Emilce actúa -y escribe- siempre con la misma premisa, que le permitió congraciarse con su personaje y convivir con el dolor, la culpa, la angustia y la esperanza del sobreviviente: “Cada nieto recuperado es el más claro ejemplo de que este pasado no quedó atrás. Los juicios que se han desarrollado, y por cuya continuidad aún bregamos, son el hoy. Los cuerpos ausentes de los chicos de La Noche de los Lápices, el silencio cómplice de los genocidas y evitar sus prisiones domiciliarias, es el ahora. Porque el pasado no vive en fechas estancas que nos trae el calendario, sino que vuelve todos los días cuando tomamos decisiones, elegimos, legislamos”.
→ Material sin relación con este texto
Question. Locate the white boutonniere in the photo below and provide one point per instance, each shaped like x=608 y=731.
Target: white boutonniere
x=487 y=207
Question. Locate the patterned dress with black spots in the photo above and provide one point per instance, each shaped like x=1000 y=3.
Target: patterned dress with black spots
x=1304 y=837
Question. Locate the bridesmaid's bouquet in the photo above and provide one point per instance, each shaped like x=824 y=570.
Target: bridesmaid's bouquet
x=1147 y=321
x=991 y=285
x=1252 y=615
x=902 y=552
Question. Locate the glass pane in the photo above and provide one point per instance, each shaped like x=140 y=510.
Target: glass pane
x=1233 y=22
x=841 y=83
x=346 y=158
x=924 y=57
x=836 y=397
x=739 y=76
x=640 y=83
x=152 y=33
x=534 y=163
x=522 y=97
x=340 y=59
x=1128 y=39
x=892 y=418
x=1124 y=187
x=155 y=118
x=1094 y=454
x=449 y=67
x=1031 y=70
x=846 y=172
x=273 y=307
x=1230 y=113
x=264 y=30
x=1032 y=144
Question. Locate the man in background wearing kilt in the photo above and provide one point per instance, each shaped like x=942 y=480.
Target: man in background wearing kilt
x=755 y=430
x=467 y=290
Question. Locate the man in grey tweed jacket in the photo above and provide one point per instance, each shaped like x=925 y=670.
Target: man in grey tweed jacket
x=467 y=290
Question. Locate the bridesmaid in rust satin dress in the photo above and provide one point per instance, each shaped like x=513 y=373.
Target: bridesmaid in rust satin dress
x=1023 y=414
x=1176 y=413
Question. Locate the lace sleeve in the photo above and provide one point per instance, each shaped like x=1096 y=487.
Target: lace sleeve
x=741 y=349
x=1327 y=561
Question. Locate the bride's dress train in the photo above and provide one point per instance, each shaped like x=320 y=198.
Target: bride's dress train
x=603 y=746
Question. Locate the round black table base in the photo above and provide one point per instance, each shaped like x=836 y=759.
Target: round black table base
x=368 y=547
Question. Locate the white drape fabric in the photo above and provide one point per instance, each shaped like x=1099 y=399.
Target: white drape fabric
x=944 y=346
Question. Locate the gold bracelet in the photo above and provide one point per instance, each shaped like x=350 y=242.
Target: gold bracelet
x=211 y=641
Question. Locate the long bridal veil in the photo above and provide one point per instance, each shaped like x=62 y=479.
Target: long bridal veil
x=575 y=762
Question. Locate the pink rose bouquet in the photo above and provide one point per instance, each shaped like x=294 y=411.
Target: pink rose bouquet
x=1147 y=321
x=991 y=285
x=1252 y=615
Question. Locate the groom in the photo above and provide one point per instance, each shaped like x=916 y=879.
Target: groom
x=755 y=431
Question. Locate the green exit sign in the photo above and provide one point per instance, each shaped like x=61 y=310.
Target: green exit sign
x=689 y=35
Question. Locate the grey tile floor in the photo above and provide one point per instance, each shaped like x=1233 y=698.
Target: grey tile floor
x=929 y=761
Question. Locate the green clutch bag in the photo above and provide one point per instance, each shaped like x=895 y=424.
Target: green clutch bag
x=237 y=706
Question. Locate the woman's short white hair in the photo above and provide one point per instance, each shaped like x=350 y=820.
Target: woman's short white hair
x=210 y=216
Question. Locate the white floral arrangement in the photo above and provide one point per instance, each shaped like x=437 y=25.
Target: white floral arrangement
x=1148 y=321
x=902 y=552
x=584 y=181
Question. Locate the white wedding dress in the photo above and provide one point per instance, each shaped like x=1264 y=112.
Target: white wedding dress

A 44 años de su secuestro, Emilce debe declarar todavía en el juicio que sentará en el banquillo de los acusados a los responsables de los crímenes cometidos en los centros clandestinos de detención “Pozo de Banfield” -por donde pasaron la mayoría de sus compañeros desaparecidos- y “Pozo de Quilmes”, donde ella misma estuvo secuestrada. “La larga noche de los lápices” parece no tener fin.
Testimonio desgarrador y tierno a la vez, el libro de Emilce Moler, de un profundo humanismo, es el relato adulto de aquella adolescente frágil a la que le robaron la juventud, un relato vívido que transmite la mirada incrédula de aquella muchacha inocente que busca(ba) una explicación a esa tragedia colectiva que la tuvo y la tiene como protagonista. Esa adolescente soñadora, mujer luchadora, madre y abuela, que decidió honrar la militancia asumiendo aquel profético consejo del Che: “Hay que endurecer el corazón, pero sin perder la ternura jamás”.
El libro de Emilce Moler será presentado por la Comisión Municipal de la Memoria de Río Cuarto mañana jueves 24 a las 18,30 por la plataforma Zoom (ID: 867 7922 4994 Contraseña: 452846), con la participación virtual de la autora.